Strange GTX 295 slowdowns

APOLLO

[H]ard|DCer of the Month - March 2009
Joined
Sep 17, 2000
Messages
9,089
I have a GTX 295 card that has been experiencing slowdowns and crashes on one GPU no matter what frequency I set the card at. Even at stock speeds one client will be processing at slower speeds, sometimes more than 50% slower than the second GPU or it fluctuates up and down wildly. What could be causing this? MSI AF reports full GPU usage with exactly the same clock frequencies for both GPUs, and even very close to the same temps (1-2[FONT=&quot]°[/FONT]C difference). It is counterintuitive to have identical operating parameters and conditions but to see half the performance. WTH is going on? Is the card breathing its last?? :confused:
 
sound slike its its dieing
OK, it's exactly what crossed my mind but if I use the GPU3 client on GPU#1 of this card, there are no slowdowns and no wild fluctuations in performance. The card processes GPU3 WUs with stability and consistency. It makes no freaking sense. I have used the card since the beginning of fall with no issues.
 
Is this a dedicated folder or a normal use box?

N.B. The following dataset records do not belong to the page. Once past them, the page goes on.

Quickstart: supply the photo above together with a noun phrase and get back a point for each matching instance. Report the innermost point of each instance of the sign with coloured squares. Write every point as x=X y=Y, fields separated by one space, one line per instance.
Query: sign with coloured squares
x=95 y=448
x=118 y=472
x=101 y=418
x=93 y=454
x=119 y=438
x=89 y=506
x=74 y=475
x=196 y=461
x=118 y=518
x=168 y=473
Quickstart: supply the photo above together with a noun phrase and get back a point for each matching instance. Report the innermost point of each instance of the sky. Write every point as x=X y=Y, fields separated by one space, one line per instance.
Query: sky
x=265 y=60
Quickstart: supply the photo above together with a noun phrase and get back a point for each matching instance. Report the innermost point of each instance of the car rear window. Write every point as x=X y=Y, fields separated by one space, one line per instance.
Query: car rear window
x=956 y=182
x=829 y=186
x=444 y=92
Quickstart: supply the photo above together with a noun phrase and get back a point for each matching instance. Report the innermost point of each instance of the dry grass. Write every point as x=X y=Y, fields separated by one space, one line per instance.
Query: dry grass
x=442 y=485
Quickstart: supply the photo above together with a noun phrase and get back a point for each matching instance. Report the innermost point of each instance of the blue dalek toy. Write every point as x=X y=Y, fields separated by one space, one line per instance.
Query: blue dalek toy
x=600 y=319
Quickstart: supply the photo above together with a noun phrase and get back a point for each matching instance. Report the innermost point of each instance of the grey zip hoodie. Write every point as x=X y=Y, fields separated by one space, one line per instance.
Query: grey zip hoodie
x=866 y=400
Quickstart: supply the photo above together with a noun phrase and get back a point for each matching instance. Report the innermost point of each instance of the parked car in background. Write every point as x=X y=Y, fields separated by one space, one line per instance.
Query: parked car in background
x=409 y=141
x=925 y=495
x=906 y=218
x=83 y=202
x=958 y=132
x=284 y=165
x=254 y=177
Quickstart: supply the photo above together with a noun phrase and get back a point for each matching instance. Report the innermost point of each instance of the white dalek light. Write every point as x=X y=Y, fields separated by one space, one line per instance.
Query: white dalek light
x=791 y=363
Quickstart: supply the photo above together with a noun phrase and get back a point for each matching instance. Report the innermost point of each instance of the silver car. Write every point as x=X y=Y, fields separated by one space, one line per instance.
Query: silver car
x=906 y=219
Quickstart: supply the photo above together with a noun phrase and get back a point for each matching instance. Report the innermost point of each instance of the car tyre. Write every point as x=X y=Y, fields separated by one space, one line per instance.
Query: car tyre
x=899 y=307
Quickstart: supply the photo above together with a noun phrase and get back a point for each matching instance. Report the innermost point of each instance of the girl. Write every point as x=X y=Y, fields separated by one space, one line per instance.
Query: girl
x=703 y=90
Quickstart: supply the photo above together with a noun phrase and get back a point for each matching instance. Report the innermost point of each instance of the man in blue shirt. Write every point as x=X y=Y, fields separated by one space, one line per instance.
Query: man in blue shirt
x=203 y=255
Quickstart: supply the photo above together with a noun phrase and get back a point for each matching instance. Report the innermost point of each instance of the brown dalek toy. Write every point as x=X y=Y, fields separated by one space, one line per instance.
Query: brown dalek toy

One of my mixed bigadv/GPU rigs recently got so fouled up in the CPU affinity department that both of my GPUs were producing nearly exactly 50% of their normal PPD. If I killed the bigadv client the GPUs quickly resumed 100% PPD.

I moved those GPUs to a different box (something I had wanted to do anyway) and applied a fresh coat of Windows paint and the GPUs are back up to 100%.
 
Is this a dedicated folder or a normal use box?
Dedicated.

One of my mixed bigadv/GPU rigs recently got so fouled up in the CPU affinity department that both of my GPUs were producing nearly exactly 50% of their normal PPD. If I killed the bigadv client the GPUs quickly resumed 100% PPD.
Since this is a -bigadv box that also crossed my mind. Why this should be happening now after all this time is beyond me. And why this isn't affecting the card if I switch the problematic GPU core over to the GPU3 client is also weird. Worse comes to worst, I could always leave the card with a mix of GPU2/GPU3 clients and just take the 2000 PPD hit.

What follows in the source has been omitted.